Val, these are all good questions that I can attempt to answer. Yes, it is worth it for us to raise cattle for a few reasons. Over the long haul, it has been profitable or at least break-even, we have fairly efficient facilities to raise cattle, and, probably most importantly, I like doing it. Ten years ago I was ready to sell all of our animals and rent out our facilities, but like other farming activities, raising cattle got in my blood. Additionally, this particular project has been extremely educational for me and is an area I've always been interested in. I look at it as direct, hands-on learning not only as a producer, but as a consumer as well. As for the cost of a typical steer, I'll add that to the original post.

I saw an ad for farm raised natural beef this AM for $4.00/# - on the hoof and at the farm.
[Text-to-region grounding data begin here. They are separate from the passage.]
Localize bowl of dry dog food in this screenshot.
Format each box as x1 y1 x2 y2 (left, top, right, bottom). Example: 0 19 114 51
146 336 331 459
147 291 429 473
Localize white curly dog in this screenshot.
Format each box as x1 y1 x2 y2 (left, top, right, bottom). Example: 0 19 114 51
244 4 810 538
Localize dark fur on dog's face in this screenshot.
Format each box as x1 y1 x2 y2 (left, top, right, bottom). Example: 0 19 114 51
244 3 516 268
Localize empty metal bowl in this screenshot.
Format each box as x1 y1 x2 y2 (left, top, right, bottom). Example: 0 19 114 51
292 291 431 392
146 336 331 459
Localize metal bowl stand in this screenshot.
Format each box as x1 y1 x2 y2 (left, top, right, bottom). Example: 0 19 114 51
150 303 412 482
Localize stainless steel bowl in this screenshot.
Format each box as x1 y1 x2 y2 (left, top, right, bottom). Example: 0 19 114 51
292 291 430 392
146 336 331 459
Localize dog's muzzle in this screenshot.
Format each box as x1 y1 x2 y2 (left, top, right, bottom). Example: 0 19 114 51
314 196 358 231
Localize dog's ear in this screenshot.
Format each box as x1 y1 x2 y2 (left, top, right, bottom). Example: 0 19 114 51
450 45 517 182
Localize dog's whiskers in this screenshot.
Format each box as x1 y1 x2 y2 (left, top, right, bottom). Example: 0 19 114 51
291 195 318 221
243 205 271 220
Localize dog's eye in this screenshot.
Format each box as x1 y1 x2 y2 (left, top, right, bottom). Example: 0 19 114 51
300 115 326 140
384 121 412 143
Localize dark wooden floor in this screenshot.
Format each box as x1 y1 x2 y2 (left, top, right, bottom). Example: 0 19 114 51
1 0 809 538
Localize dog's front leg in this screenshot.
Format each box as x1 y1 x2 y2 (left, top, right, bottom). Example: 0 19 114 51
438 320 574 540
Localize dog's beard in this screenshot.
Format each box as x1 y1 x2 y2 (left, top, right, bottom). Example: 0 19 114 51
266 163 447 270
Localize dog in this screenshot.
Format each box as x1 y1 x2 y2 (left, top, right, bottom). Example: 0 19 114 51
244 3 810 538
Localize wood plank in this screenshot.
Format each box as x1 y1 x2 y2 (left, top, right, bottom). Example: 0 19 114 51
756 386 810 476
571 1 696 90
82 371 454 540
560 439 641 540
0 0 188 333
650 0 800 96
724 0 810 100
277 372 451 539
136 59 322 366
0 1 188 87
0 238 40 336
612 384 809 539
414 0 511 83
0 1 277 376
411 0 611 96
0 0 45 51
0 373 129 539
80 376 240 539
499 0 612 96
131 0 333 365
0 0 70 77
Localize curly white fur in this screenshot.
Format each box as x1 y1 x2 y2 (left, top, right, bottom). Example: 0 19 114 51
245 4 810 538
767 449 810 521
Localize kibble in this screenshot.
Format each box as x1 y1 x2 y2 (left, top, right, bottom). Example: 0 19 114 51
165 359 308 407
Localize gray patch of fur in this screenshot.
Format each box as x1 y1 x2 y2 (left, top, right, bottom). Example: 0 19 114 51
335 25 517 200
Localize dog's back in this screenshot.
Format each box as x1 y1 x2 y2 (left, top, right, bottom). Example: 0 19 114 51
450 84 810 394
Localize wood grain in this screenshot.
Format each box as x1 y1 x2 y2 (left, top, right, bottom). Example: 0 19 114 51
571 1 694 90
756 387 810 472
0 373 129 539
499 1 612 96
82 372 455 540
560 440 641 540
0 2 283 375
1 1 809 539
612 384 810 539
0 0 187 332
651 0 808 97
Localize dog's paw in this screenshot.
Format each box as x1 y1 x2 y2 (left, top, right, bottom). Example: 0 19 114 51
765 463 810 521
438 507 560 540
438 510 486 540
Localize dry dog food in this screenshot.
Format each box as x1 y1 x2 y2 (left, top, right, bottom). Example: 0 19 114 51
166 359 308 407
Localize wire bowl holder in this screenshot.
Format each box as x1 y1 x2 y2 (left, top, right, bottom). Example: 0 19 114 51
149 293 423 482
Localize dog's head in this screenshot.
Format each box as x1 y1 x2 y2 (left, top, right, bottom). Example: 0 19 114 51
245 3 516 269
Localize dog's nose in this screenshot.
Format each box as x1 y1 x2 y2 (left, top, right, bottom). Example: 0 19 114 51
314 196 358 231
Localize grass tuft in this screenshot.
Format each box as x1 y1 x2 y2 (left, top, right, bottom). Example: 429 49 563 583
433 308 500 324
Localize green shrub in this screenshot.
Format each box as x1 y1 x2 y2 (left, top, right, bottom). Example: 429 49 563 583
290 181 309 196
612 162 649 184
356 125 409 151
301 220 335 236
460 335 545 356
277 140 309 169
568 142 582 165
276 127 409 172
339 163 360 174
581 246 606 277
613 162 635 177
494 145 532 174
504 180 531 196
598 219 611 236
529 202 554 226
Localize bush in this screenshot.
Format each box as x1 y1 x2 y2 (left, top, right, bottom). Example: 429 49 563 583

Assuming a 1000# steer, another $150 for transportation and slaughtering (too low, it's been at least 10 years since the last time I slaughtered one of our steers) and a 63% cutout, the $/# of the hamburger, roasts, steaks, liver, tongue, etc from this animal would be $6.59. Looking at these numbers reinforces my decision to sell the calves and buy them back in the grocery store.

I've not looked at the cost of hamburger at the natural food stores or the specialty meat shops yet, but at the regular grocery store I am paying $4.49 per pound for 96% lean hamburger.